Question for any roach culture experts out there. I bought 2 dozen dubia nymphs 11 months ago.  I now have 5 (3 female: 2 males).  The ones that are gone were fed to mantises that reached maturity and have since passed. Really amazing is that I didn't lose a single roach to anything other than feeding. Impressive bugs.  Now I know why they'll be around after we're gone!  Anyhow, I've got 4 mantises now that will soon be big enough to eat roaches.  Here's my issue....I can't seem to get them to reproduce! They regularly produce ootheca, but then discard them without any nymphs/hatchlings.  My setup is:

Plastic bin - 16" x 16" with a screen top for ventilation, substrate eco-earth (coconut fiber/husk), cardboard egg carton for shelter, water gel, cricket food + fresh fruit (usually apples), heating pad to keep the temp in the upper 80s, occasional misting to add a little humidity, no-heat lamp or direct light source...though I did use a heat lamp for a while with no success. 

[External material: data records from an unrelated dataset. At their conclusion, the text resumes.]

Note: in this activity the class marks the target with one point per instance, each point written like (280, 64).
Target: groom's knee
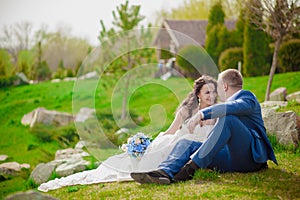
(184, 142)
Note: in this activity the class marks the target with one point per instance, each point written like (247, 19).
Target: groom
(238, 142)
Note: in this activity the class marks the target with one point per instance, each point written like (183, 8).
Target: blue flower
(136, 145)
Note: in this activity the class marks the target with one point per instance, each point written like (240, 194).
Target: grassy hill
(24, 146)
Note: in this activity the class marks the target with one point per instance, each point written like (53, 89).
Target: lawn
(16, 140)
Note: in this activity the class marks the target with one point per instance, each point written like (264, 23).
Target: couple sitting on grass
(228, 137)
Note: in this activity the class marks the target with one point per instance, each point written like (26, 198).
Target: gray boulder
(71, 166)
(3, 157)
(29, 195)
(48, 117)
(84, 114)
(274, 104)
(42, 172)
(283, 125)
(11, 168)
(278, 95)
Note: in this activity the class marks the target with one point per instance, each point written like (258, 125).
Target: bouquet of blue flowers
(136, 145)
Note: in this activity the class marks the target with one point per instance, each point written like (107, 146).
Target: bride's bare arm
(176, 124)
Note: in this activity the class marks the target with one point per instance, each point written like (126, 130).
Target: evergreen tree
(256, 49)
(216, 16)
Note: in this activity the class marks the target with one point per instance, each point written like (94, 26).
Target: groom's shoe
(157, 176)
(186, 172)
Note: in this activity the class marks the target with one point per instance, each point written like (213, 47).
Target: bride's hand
(192, 124)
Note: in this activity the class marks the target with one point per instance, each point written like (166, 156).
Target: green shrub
(166, 54)
(230, 58)
(256, 49)
(64, 135)
(193, 61)
(289, 56)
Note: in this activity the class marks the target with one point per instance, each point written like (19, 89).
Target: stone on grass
(278, 95)
(3, 157)
(293, 96)
(42, 172)
(29, 195)
(47, 117)
(284, 125)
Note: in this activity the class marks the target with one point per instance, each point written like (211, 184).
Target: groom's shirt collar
(233, 96)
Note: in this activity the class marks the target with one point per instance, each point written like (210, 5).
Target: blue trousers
(227, 149)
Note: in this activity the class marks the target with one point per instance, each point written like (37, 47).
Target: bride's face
(207, 95)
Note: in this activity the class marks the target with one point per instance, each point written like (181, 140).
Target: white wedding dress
(118, 167)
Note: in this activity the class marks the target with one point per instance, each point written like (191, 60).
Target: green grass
(278, 182)
(23, 146)
(258, 85)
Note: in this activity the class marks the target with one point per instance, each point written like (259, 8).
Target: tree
(6, 67)
(217, 33)
(16, 38)
(280, 18)
(126, 19)
(256, 48)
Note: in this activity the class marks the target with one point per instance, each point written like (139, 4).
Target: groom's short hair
(232, 77)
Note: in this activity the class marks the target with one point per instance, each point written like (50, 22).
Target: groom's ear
(225, 86)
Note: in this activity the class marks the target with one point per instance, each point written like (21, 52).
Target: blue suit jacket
(247, 108)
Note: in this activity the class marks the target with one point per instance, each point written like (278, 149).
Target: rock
(278, 95)
(48, 117)
(29, 195)
(90, 75)
(42, 172)
(80, 145)
(21, 79)
(70, 79)
(25, 166)
(283, 125)
(11, 168)
(84, 114)
(71, 166)
(293, 96)
(122, 130)
(274, 104)
(68, 153)
(57, 80)
(3, 157)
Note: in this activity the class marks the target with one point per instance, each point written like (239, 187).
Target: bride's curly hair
(191, 102)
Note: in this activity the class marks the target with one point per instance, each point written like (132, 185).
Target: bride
(118, 167)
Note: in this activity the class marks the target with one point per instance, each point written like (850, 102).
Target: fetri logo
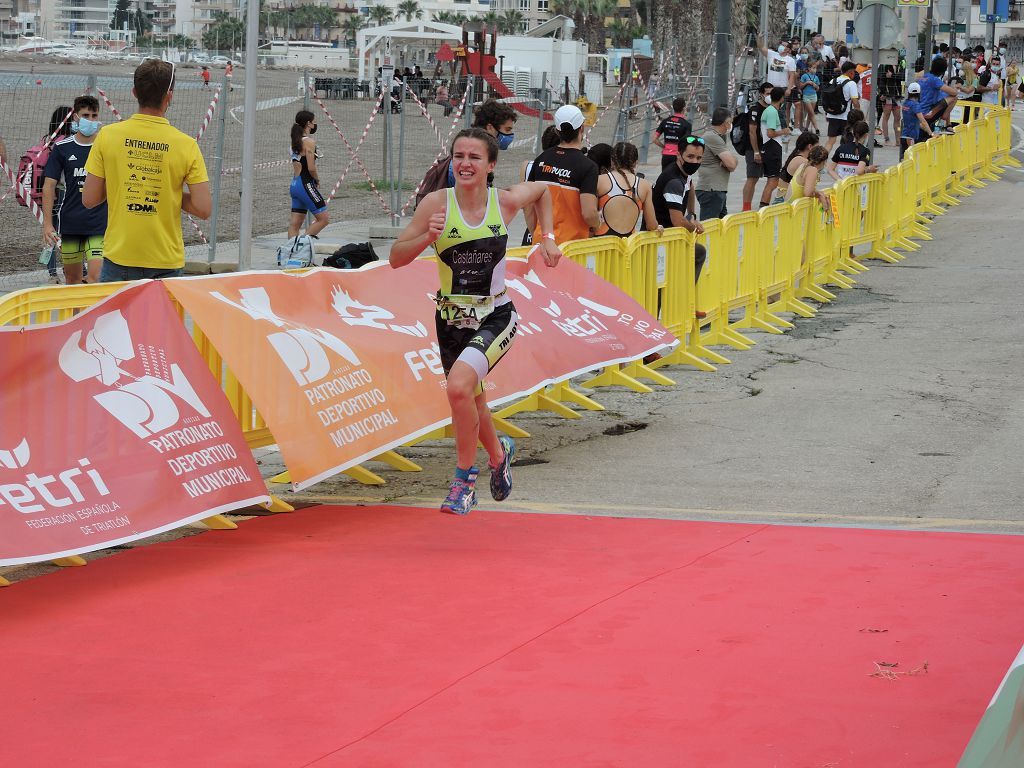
(146, 404)
(15, 458)
(39, 493)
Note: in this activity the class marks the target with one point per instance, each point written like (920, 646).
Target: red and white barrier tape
(211, 110)
(110, 104)
(366, 132)
(455, 125)
(355, 157)
(257, 166)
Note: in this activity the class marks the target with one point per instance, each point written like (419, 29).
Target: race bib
(465, 311)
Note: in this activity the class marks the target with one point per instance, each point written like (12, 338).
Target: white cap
(568, 114)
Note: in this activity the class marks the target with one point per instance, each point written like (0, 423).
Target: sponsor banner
(113, 429)
(345, 365)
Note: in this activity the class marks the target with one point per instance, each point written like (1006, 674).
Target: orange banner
(112, 429)
(345, 365)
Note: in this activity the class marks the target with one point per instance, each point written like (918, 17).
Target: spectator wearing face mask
(77, 229)
(571, 177)
(781, 71)
(755, 159)
(675, 197)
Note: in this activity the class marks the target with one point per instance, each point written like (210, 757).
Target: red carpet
(398, 637)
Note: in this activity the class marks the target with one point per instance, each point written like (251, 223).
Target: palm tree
(597, 11)
(411, 9)
(511, 22)
(352, 25)
(381, 14)
(493, 19)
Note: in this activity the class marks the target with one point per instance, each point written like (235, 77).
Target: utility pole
(720, 86)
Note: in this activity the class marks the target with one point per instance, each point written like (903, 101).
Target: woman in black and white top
(626, 200)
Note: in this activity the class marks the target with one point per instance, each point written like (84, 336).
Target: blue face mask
(87, 127)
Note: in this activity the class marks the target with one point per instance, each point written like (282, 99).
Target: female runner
(305, 183)
(475, 318)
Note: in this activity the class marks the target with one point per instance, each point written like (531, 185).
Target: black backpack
(740, 134)
(351, 256)
(832, 99)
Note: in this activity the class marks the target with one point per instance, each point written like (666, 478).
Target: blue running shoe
(462, 496)
(501, 476)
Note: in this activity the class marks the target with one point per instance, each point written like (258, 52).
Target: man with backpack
(75, 228)
(747, 140)
(837, 97)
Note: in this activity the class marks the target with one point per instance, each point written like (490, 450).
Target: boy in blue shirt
(913, 120)
(810, 84)
(78, 229)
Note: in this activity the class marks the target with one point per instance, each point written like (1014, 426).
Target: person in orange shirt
(571, 177)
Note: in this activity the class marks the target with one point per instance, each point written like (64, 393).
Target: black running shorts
(481, 347)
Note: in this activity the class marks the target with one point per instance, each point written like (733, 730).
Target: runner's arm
(810, 180)
(924, 124)
(588, 204)
(198, 201)
(535, 197)
(420, 233)
(691, 205)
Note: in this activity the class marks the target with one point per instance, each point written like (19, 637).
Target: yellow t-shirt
(144, 161)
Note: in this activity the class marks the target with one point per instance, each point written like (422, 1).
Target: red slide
(484, 67)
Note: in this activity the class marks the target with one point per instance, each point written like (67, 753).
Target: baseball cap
(568, 114)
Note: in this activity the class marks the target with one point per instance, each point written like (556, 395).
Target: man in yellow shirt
(139, 167)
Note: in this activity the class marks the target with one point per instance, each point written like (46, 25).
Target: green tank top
(471, 259)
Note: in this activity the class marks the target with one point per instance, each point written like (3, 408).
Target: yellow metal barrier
(667, 262)
(779, 262)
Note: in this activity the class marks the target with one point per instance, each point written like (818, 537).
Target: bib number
(465, 311)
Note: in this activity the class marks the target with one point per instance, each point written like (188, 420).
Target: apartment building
(535, 11)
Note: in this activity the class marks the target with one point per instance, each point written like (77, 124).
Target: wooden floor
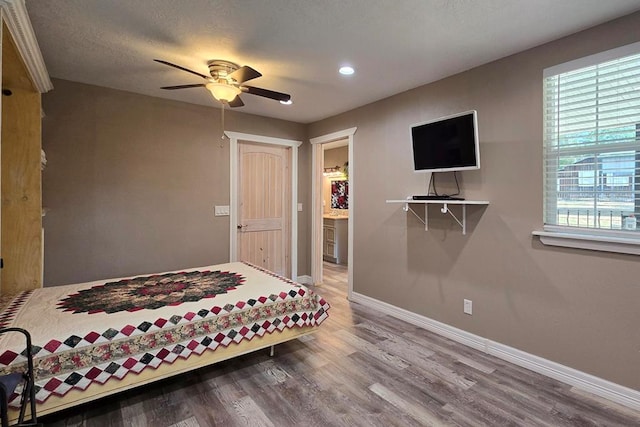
(361, 369)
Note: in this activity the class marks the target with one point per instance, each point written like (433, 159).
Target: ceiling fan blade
(236, 102)
(272, 94)
(182, 86)
(181, 68)
(244, 74)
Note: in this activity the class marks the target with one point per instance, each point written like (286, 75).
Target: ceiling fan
(226, 82)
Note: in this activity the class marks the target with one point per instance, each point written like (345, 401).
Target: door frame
(234, 137)
(317, 164)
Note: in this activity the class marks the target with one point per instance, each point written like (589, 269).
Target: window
(592, 145)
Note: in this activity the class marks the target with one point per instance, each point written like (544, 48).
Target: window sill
(623, 245)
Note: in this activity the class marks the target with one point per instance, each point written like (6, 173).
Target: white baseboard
(581, 380)
(305, 280)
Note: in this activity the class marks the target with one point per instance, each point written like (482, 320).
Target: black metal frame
(28, 395)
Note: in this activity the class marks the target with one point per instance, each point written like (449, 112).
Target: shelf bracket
(407, 208)
(462, 221)
(463, 224)
(445, 210)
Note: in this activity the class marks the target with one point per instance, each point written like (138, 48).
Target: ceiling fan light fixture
(223, 92)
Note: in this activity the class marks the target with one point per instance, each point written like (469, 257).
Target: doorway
(317, 214)
(281, 227)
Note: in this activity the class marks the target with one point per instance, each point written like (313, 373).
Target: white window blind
(592, 145)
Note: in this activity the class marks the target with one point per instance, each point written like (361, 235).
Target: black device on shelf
(434, 197)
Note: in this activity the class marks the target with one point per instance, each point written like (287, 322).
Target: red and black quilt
(92, 332)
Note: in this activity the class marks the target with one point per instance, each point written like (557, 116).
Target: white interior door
(264, 198)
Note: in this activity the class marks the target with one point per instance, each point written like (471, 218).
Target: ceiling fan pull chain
(222, 126)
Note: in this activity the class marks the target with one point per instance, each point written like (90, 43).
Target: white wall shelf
(444, 209)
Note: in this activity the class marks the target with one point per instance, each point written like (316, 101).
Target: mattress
(104, 330)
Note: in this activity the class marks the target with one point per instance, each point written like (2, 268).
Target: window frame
(619, 241)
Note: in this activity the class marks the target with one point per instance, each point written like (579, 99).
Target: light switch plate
(222, 210)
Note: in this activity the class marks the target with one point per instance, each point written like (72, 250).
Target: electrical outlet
(468, 306)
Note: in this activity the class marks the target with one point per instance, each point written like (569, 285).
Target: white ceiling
(297, 45)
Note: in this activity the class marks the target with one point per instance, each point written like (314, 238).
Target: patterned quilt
(92, 332)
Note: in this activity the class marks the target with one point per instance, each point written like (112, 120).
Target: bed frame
(165, 370)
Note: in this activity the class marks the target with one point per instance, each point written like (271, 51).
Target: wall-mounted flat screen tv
(446, 144)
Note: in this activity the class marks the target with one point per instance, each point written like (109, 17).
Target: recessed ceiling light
(346, 70)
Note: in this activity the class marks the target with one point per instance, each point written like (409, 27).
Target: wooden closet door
(264, 198)
(21, 188)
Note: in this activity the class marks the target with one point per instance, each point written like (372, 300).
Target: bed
(98, 338)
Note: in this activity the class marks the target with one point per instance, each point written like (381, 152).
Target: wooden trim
(581, 380)
(165, 370)
(15, 15)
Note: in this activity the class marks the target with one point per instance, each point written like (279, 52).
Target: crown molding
(15, 16)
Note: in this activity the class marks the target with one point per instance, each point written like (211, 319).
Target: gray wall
(578, 308)
(131, 183)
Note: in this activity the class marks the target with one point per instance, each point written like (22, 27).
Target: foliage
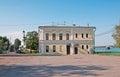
(108, 53)
(116, 35)
(32, 40)
(17, 43)
(4, 44)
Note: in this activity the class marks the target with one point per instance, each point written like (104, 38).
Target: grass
(108, 53)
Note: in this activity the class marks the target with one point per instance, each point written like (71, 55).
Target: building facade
(66, 40)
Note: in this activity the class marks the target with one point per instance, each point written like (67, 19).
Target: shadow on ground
(49, 71)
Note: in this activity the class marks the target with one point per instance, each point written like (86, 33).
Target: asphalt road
(60, 66)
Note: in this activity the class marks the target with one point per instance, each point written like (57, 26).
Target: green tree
(116, 35)
(4, 44)
(17, 43)
(32, 40)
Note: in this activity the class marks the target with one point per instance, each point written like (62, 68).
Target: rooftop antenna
(64, 23)
(88, 25)
(119, 21)
(53, 24)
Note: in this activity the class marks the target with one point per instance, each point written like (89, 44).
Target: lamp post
(24, 39)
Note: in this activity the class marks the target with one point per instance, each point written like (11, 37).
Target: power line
(104, 33)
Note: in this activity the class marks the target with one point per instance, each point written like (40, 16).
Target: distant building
(66, 40)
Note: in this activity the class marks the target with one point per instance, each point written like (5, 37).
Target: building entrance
(76, 50)
(68, 49)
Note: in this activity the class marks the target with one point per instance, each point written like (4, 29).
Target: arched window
(86, 46)
(82, 46)
(60, 36)
(76, 35)
(47, 48)
(54, 48)
(47, 36)
(82, 35)
(53, 36)
(86, 35)
(67, 36)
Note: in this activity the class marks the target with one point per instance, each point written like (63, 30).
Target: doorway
(68, 49)
(76, 50)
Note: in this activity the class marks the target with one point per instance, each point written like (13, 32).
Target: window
(82, 46)
(86, 35)
(53, 36)
(86, 46)
(60, 36)
(67, 36)
(76, 35)
(82, 35)
(47, 36)
(60, 48)
(54, 48)
(47, 48)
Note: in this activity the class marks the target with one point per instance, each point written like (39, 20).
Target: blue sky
(18, 15)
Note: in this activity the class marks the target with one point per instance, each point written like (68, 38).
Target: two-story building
(66, 40)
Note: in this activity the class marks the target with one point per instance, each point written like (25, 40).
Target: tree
(17, 43)
(32, 40)
(4, 44)
(116, 35)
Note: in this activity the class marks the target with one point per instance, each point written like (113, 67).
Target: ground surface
(60, 66)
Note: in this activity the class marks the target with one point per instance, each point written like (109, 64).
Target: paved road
(60, 66)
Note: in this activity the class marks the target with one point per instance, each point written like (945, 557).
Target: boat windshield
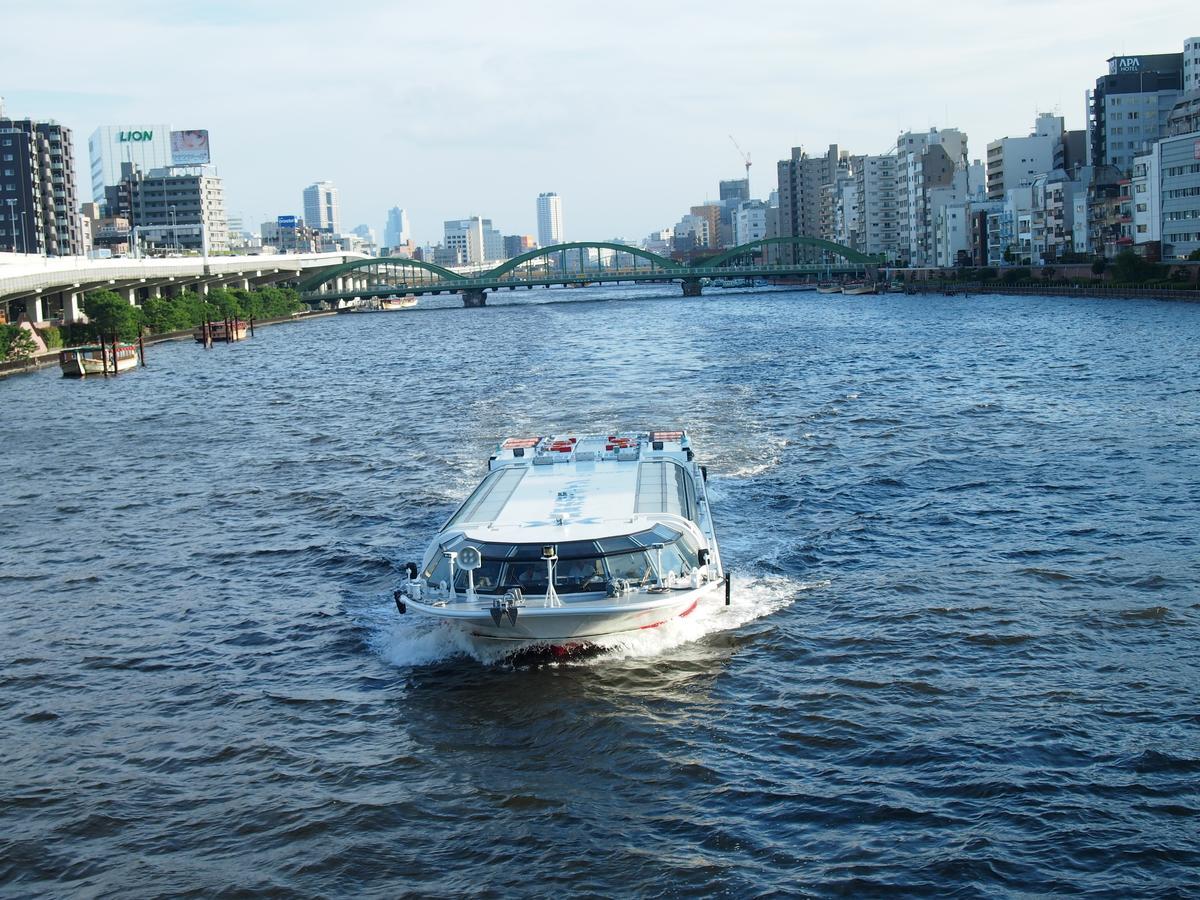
(582, 567)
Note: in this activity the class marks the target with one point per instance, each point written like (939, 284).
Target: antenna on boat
(550, 553)
(451, 556)
(469, 559)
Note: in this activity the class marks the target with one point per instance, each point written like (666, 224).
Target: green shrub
(16, 343)
(52, 335)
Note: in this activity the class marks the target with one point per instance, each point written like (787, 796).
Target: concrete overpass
(53, 287)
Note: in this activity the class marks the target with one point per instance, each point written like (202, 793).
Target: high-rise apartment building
(148, 147)
(801, 179)
(321, 209)
(550, 219)
(875, 195)
(39, 208)
(931, 172)
(178, 208)
(395, 233)
(1128, 109)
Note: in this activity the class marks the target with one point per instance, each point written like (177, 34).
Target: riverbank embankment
(51, 358)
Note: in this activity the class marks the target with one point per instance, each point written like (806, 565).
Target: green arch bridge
(571, 264)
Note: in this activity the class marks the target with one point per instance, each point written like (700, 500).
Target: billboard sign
(1120, 65)
(189, 148)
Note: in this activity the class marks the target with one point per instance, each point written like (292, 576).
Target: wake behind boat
(571, 538)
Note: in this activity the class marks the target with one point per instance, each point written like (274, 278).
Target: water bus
(570, 538)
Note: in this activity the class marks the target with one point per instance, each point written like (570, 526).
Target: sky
(623, 108)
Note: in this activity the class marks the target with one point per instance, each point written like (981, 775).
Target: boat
(94, 359)
(220, 334)
(571, 538)
(389, 304)
(858, 287)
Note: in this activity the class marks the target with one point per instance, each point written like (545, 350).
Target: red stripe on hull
(685, 612)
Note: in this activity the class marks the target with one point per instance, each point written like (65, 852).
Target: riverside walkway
(53, 287)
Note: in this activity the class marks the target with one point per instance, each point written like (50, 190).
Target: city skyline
(527, 127)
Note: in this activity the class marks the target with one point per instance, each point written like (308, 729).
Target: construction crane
(745, 159)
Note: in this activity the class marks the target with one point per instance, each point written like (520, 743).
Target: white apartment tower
(321, 209)
(931, 173)
(395, 234)
(875, 195)
(550, 219)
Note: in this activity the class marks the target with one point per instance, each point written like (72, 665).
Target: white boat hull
(574, 621)
(77, 365)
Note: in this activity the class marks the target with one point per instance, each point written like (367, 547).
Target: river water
(963, 655)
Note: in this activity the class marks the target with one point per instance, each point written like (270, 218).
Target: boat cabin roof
(580, 487)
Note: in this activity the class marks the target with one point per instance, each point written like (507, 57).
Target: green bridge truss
(532, 267)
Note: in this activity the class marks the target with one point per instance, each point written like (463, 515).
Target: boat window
(582, 567)
(631, 567)
(664, 486)
(486, 502)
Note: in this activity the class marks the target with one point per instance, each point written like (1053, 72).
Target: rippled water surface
(961, 658)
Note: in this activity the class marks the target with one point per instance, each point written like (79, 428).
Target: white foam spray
(417, 640)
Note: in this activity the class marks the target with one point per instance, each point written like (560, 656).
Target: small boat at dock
(859, 287)
(94, 359)
(220, 334)
(390, 304)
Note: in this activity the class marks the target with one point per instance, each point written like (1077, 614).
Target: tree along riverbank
(157, 319)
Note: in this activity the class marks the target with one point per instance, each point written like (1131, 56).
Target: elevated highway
(53, 287)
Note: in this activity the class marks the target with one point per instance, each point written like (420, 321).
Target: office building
(749, 222)
(1014, 162)
(1128, 109)
(395, 233)
(39, 208)
(321, 208)
(550, 220)
(148, 147)
(517, 244)
(735, 192)
(472, 241)
(1165, 196)
(712, 215)
(180, 209)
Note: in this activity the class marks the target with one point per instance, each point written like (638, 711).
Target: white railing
(24, 273)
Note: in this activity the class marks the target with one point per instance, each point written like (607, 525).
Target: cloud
(622, 108)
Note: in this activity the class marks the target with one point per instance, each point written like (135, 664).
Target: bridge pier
(71, 309)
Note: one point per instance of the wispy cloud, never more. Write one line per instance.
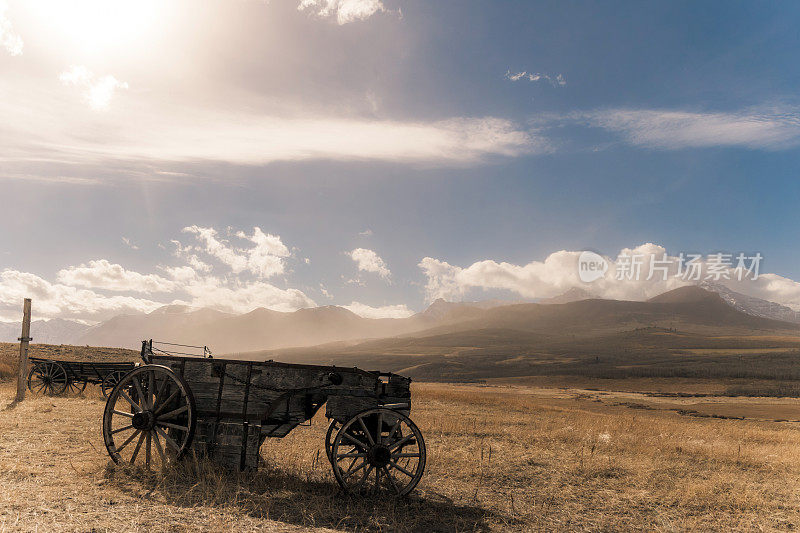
(9, 39)
(143, 132)
(772, 129)
(385, 311)
(556, 80)
(343, 11)
(369, 261)
(558, 272)
(97, 90)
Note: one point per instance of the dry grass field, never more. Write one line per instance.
(501, 458)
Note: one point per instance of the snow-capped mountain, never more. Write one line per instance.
(752, 305)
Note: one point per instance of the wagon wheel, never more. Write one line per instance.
(151, 407)
(378, 448)
(110, 381)
(48, 377)
(333, 427)
(76, 386)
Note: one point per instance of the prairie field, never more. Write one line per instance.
(505, 457)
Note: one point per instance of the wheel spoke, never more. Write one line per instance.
(157, 411)
(130, 401)
(173, 426)
(349, 455)
(128, 440)
(364, 478)
(169, 440)
(151, 389)
(352, 471)
(366, 431)
(138, 446)
(139, 392)
(401, 441)
(123, 428)
(147, 439)
(159, 449)
(355, 441)
(176, 412)
(394, 430)
(400, 468)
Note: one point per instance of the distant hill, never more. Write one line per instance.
(752, 305)
(54, 331)
(588, 337)
(575, 294)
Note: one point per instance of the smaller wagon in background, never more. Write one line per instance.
(55, 377)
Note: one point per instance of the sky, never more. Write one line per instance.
(380, 154)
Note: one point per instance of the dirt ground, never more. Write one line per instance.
(500, 458)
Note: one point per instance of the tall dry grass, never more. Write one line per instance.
(499, 459)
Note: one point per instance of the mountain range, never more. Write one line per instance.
(264, 329)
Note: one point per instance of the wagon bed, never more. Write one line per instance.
(224, 409)
(54, 377)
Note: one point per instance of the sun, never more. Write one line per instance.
(96, 25)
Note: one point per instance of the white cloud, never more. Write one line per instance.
(386, 311)
(344, 10)
(557, 80)
(369, 261)
(129, 244)
(101, 274)
(670, 130)
(9, 40)
(152, 133)
(52, 300)
(559, 272)
(97, 90)
(265, 259)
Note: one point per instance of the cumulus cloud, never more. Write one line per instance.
(158, 132)
(343, 11)
(64, 301)
(557, 80)
(97, 90)
(9, 40)
(386, 311)
(368, 261)
(102, 274)
(670, 130)
(265, 259)
(559, 272)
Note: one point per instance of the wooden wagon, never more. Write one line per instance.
(224, 409)
(55, 377)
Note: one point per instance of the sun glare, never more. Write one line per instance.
(93, 25)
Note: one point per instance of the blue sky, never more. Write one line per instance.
(483, 135)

They look healthy. They're eating. They're producing ooths weekly. The female to male ratio seems pretty close to what is recommended to avoid competition.  What am I missing?  Why can't I get these guys to produce viable offspring?  Thanks for any advice you can provide!  ?


----------



## Aristalochia (Aug 31, 2018)

Hello bugboymark,

Blaptica dubia arent supposed to lay ooths, so if you are seeing them all aborting their oothecae/dropping them, it means something is way off. I am not sure what the issue is, but have you tested your humidity? If it gets too low, that might explain it, although many keep dubia relatively dry without substrate, so maybe someone else has a better suggestion?


----------



## bugboymark (Sep 6, 2018)

Good catch.  That was my bad.  I was mixing my species.  I actually was having issues getting TWO roach species to reproduce. My Dubias (live birth), AND my turkish red runners (ooths).  Thankfully another member of the forum (ausar318) sent me a TON of information about his setup and his success with these roaches.  He also sent me a bunch of dubias that are already are reproducing for me!  As for my red runners (Blatta lateralis), I got lots of ooths but no nymphs over 3-6 months. Until I finally fed the last couple adults to my mantids.  I was cleaning out their enclosure and instead of throwing the ooths out with the eco-earth substrate...I threw them in a plastic cup. Paranoid I guess.  3 days later...I've got red runner nymphs!  No idea why.  Other than being on the bottom of straight plastic (no substrate), the only difference is they weren't over a heating pad.  So maybe they just needed cooler temps?  Maybe they were being cannibalized by the adults? No idea.  But now my roach production worries seem to be at an end for now!  (mostly thanks to ausar318 - definitely a roach expert). 

Thanks for responding Arista...   ?


----------